Department of Biomedicine, Aarhus University, Aarhus DK-8000, Denmark;
J Immunol. 2014 Mar 1;192(5):2395-404. doi: 10.4049/jimmunol.1302120. Epub 2014 Jan 31.
Keratinocytes are involved in protecting the body from infections and environmental challenges, but also in inflammatory conditions like psoriasis. DNA has emerged as a potent stimulator of innate immune responses, but there is largely no information of how keratinocytes respond to cytosolic DNA. In this study, we report that human keratinocytes are tolerant to cytoplasmic DNA. However, if treated with inflammatory cytokines, keratinocytes gained the capacity to respond to DNA through a mechanism antagonized by the antimicrobial peptide LL37, proposed to be involved in activation and regulation of skin inflammation. The DNA sensor IFN-inducible protein 16 (IFI16) colocalized with DNA and the signaling molecule stimulator of IFN genes (STING) in the cytoplasm only in cytokine-stimulated cells, correlating with recruitment of the essential kinase TANK-binding kinase 1. Moreover, IFI16 was essential for DNA-driven innate immune responses in keratinocytes. Finally, IFI16 was upregulated in psoriasis skin lesions and localized to the cytoplasm in a subpopulation of cells. Collectively, this work suggests that inflammatory environments in the skin can lead to breakdown of tolerance for DNA in keratinocytes, which could contribute to the development of inflammatory diseases.

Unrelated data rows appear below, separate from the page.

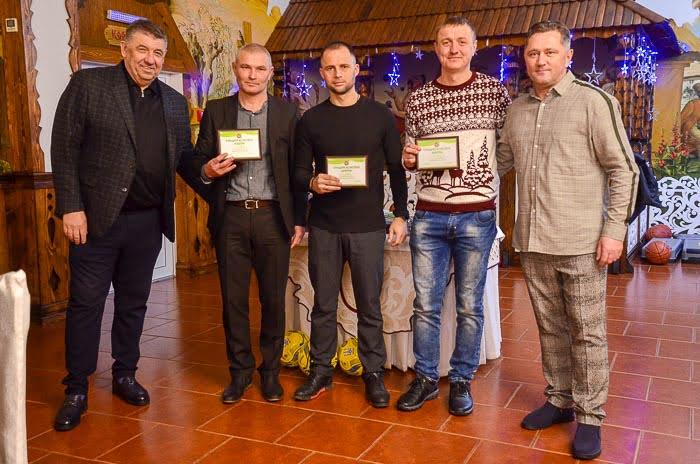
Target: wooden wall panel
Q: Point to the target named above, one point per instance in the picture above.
(93, 21)
(35, 240)
(19, 100)
(195, 253)
(52, 255)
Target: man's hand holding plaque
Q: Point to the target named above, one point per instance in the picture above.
(243, 144)
(437, 153)
(351, 171)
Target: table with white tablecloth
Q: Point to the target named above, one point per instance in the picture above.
(397, 306)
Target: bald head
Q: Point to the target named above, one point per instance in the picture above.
(254, 48)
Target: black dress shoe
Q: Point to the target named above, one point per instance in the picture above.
(375, 391)
(461, 403)
(421, 390)
(586, 442)
(68, 417)
(271, 388)
(313, 387)
(546, 416)
(234, 391)
(128, 389)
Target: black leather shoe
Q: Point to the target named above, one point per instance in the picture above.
(128, 389)
(271, 388)
(461, 403)
(546, 416)
(68, 417)
(586, 442)
(421, 390)
(313, 387)
(375, 391)
(234, 391)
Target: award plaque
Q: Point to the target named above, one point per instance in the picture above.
(351, 170)
(437, 153)
(243, 144)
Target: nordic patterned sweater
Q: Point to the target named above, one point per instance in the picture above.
(472, 111)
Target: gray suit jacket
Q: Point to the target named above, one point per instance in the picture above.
(282, 119)
(93, 148)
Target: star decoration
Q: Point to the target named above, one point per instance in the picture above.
(593, 76)
(393, 78)
(304, 88)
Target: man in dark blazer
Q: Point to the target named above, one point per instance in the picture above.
(255, 216)
(118, 137)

角质形成细胞参与保护身体免受感染和环境挑战,但也参与银屑病等炎症情况。DNA 已成为先天免疫反应的有效刺激物,但对于角质形成细胞如何对细胞质 DNA 作出反应,我们知之甚少。在这项研究中,我们报告说,人角质形成细胞对细胞质 DNA 具有耐受性。然而,如果用炎性细胞因子处理,角质形成细胞通过一种被抗菌肽 LL37 拮抗的机制获得了对 DNA 的反应能力,该机制被认为参与了皮肤炎症的激活和调节。DNA 传感器干扰素诱导蛋白 16(IFI16)仅在细胞因子刺激的细胞中与 DNA 和信号分子干扰素基因刺激物(STING)在细胞质中共定位,与必需激酶 TANK 结合激酶 1 的募集相关。此外,IFI16 对于角质形成细胞中的 DNA 驱动的先天免疫反应是必不可少的。最后,IFI16 在银屑病皮损中上调,并在细胞的亚群中定位于细胞质。总的来说,这项工作表明,皮肤中的炎症环境可能导致角质形成细胞对 DNA 的耐受性丧失,这可能导致炎症性疾病的发展。